Es handelt sich um ein LENOVO T450s mit einer Auflösung von 1920x1080

Das ist mir eindeutig zu hoch und auch den endglültigen Besitzer macht das gar nicht glücklich.Also wollte ich das ganze auf 1600x900 haben.

Um alles vorweg mal startfähig zu bekommen, haben wir mit genkernel den startkernel erstellt und ein initramfs ist wegen verschluesselter root auch erforderlich.

Grundsätzlich hatte ja gereicht per consolefont die Schriftgrösse zu ändern und mit xrandr die auflösung unter KDE auf 1600x900 anzupassen.

Leider musste ich da schnell feststellen das es so nicht klappt. 

Falscher Treiber ? Falsche Einstellungen ? keine Ahnung.
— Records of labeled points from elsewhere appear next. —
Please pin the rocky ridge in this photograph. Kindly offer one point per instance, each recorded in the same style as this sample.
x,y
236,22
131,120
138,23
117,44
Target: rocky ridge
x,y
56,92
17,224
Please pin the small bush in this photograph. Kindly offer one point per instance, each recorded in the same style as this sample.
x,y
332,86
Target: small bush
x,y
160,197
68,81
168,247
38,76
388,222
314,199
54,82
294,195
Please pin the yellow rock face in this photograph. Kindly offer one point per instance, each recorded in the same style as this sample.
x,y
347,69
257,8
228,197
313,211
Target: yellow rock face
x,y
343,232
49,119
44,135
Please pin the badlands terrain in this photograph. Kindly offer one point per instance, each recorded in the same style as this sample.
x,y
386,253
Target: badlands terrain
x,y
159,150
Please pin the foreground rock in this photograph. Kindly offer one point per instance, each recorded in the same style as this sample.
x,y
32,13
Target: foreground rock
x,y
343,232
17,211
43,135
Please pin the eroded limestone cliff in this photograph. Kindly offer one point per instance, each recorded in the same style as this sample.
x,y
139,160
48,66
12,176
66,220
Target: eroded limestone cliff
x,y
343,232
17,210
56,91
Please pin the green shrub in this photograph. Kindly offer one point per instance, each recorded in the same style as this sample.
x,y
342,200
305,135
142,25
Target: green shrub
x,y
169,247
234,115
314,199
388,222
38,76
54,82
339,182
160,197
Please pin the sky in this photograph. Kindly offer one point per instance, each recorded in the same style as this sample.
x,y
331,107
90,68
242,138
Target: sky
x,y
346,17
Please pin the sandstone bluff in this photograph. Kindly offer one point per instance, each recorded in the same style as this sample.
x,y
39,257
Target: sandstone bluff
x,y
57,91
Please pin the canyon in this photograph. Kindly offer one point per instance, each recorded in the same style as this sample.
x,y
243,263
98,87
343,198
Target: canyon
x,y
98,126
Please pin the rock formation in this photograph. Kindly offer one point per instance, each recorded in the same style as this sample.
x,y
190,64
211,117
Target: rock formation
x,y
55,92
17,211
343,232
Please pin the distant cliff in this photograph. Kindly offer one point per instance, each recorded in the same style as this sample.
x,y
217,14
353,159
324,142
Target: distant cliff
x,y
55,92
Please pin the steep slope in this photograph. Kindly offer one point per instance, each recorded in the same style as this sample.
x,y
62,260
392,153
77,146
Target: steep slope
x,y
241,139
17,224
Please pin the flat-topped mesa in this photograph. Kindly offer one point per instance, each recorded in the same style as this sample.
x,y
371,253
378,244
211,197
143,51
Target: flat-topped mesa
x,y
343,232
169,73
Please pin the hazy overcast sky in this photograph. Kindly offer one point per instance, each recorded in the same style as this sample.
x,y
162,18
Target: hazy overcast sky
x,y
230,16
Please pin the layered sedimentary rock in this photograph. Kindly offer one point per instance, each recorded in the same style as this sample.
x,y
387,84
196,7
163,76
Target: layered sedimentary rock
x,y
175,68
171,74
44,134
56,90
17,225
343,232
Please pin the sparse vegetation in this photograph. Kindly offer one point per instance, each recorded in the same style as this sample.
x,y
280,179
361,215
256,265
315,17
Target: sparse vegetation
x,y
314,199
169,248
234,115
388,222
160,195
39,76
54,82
Wenn ich von X auf die Konsole umschalte, flimmert das DISPLAY dann immer wieder mal. So als würde er die Auflösung einstellen wollen. Oftmals ist dann alles nur noch schwarz oder in einer Auflösung vor der man sich fürchten muss. 

Auch fiel mir beim abspielen von manchen Videos (im Fenster )grüne Pixel auf die das Video "verschönern" .Als Vollbild sind sie dann wiederrum okay. 
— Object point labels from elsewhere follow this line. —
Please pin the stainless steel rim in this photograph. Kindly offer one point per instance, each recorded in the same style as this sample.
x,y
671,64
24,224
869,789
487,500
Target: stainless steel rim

Vielleicht hat ja jetzt sofort einer eine Idee was da falsch sein könnte. Ansonsten die Frage:

Wie würdet ihr vorgehen um das ganze System auf 16ßßx900 runter zu bekommen ?

Framebuffer über grub(1) kann ich zwar runtersetzten, aber der Kernel setzt beim booten dann wieder hoch.
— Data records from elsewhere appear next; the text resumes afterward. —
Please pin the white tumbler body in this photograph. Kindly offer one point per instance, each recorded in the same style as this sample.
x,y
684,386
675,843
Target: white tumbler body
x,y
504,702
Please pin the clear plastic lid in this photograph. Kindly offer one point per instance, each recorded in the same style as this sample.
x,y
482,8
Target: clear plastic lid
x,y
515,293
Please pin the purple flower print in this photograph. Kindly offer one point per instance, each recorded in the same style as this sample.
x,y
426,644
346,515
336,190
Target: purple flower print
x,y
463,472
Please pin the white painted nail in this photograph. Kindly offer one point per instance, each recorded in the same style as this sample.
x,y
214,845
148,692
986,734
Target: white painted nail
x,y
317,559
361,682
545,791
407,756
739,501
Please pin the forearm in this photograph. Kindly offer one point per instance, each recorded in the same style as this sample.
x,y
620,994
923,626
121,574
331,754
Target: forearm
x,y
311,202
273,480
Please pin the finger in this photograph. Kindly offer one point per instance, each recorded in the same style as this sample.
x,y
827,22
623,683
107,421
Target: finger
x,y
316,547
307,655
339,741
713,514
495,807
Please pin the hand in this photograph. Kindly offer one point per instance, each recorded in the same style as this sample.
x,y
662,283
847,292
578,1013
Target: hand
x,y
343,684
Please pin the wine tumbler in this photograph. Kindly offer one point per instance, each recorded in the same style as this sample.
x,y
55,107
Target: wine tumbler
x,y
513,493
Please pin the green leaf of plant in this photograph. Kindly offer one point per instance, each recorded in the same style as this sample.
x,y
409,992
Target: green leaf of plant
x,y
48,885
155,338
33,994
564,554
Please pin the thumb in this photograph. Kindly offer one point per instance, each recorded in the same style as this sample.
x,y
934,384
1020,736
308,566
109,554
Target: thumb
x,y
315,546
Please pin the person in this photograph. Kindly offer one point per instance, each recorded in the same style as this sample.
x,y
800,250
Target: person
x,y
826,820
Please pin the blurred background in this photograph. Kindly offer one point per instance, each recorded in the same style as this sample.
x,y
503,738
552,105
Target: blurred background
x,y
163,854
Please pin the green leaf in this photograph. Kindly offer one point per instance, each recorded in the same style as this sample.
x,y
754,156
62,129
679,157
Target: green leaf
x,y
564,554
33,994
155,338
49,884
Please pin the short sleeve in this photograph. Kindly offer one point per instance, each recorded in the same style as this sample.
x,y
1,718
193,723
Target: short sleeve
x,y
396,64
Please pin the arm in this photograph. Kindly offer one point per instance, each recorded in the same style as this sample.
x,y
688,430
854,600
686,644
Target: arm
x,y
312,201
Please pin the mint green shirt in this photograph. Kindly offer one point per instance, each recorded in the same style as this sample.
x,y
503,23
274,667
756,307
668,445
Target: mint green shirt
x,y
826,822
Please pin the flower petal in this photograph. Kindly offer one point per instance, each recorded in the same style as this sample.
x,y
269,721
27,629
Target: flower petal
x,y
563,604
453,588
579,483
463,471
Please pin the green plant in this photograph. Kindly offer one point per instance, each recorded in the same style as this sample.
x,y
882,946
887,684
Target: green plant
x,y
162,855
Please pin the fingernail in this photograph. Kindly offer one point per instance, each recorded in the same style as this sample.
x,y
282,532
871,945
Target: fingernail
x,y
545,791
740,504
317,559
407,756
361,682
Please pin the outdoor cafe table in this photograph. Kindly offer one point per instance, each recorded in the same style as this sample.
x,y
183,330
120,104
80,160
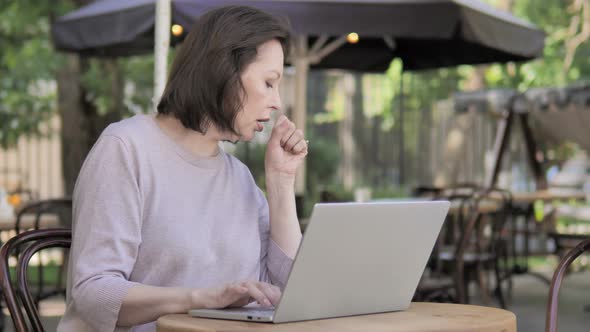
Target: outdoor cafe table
x,y
422,317
547,196
523,206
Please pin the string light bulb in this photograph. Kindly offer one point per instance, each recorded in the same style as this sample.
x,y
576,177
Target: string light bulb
x,y
177,30
352,38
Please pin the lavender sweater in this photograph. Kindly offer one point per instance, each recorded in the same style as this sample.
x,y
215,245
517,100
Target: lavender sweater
x,y
148,211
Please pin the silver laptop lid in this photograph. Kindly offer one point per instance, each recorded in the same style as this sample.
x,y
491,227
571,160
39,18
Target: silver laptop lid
x,y
360,258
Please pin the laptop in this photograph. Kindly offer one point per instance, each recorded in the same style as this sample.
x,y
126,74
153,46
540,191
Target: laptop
x,y
354,259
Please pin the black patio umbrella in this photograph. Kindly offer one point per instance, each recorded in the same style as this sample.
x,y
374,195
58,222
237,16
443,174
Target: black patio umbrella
x,y
423,33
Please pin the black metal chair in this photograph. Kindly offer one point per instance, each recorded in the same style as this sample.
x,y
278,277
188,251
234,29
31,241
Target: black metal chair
x,y
566,261
38,212
18,294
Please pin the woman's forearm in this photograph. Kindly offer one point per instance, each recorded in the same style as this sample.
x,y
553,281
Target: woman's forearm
x,y
144,304
284,225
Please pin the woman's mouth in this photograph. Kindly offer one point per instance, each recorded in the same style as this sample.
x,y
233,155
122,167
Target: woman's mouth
x,y
260,124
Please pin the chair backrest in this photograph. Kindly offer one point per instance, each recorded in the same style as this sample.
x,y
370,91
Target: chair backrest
x,y
59,207
566,261
27,244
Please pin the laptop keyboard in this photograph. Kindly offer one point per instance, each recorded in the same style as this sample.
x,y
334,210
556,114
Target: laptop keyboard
x,y
262,312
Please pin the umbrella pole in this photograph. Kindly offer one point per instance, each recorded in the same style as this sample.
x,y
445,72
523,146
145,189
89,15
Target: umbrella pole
x,y
401,129
161,45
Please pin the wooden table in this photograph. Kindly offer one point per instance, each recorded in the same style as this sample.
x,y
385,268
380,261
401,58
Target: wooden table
x,y
423,317
548,195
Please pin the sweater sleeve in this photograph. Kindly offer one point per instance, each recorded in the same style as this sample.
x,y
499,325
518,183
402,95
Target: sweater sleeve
x,y
275,265
106,233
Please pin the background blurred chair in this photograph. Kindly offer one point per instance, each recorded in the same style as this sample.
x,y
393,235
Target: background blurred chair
x,y
17,294
472,246
552,302
43,214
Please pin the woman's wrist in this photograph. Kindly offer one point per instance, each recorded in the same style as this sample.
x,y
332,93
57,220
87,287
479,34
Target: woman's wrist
x,y
200,299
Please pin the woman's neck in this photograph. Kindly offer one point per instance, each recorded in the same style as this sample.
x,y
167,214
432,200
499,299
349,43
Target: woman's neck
x,y
203,145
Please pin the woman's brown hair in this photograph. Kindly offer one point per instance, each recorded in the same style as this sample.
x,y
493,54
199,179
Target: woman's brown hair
x,y
204,87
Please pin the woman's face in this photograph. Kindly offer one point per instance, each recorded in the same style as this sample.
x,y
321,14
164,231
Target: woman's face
x,y
261,81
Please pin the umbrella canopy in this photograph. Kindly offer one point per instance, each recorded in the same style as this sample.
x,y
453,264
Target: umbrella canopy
x,y
423,33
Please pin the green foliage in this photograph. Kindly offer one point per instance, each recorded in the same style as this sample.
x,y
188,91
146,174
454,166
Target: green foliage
x,y
27,67
29,64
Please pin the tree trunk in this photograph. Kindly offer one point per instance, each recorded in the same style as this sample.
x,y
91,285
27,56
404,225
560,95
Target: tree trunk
x,y
81,123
Dachte ich hatte im Kernel mal ne Möglichkeit das fix zu ändern. Finde aber nichts mehr.

Handelt sich übrigens um einen INTEL Grafikchip

Geladen wird der I915.

Bin über jede Hilfe dankbar.

NACHTRAG_1:

Stellte mir auch die Frage ob uvesa (v86d) noch zeitmaessig ist und dem intelfb vorzuziehen ist. 

Amarok

----------

## ChrisJumper

Da muss es definitiv eine Möglichkeit unter KDE geben. Schau mal irgendwo bei Monitor-Einstellungen.

Hättest du eine Nvidia-Grafikkarte würde ich jetzt behaupten das das einfach per nvidia-settings geht. Du könntest auch deine Xorg-Configuration abändern. Es müsste aber eigentlich auch eine Einstellung bei KDE dafür geben. Bei Gnome hat man das auch unter Settings, Monitor und einem Klick auf den Bildschirm für Details.

Besser als aber die Auflösung herunter zu stellen, es sei denn dir sind Videos und so auch zu klein und du willst wegen langsamen WLAN oder Volumen-Begrenzung nicht so viel herunter laden.

Andernfalls würde ich eben auch Schriftgröße oder Theme-Design verändern. Bestimmt gibt es irgendwo die Möglichkeit das Komplette Interface größer darzustellen.

Was den Framebuffer betrifft kann ich leider nichts sagen, nutze den aber auch so gut wie nie. Damals wurden da noch schöne Bilder beim Booten angezeigt diese sind jetzt aber auch hinfällig weil sich das für die 5 Sekunden nicht lohnt.

----------

## Amarok

@ChrisJumper

Hi Chris und danke für die Antwort.

Ja ich dachte auch es waere so einfach. Aber da es sich um ein Notebook handelt, kann scheinbar unter KDE nichts so einfach umstellen wie mit einen "normalen" Monitor.  Kann da an der Auflösung gar nichts ändern. 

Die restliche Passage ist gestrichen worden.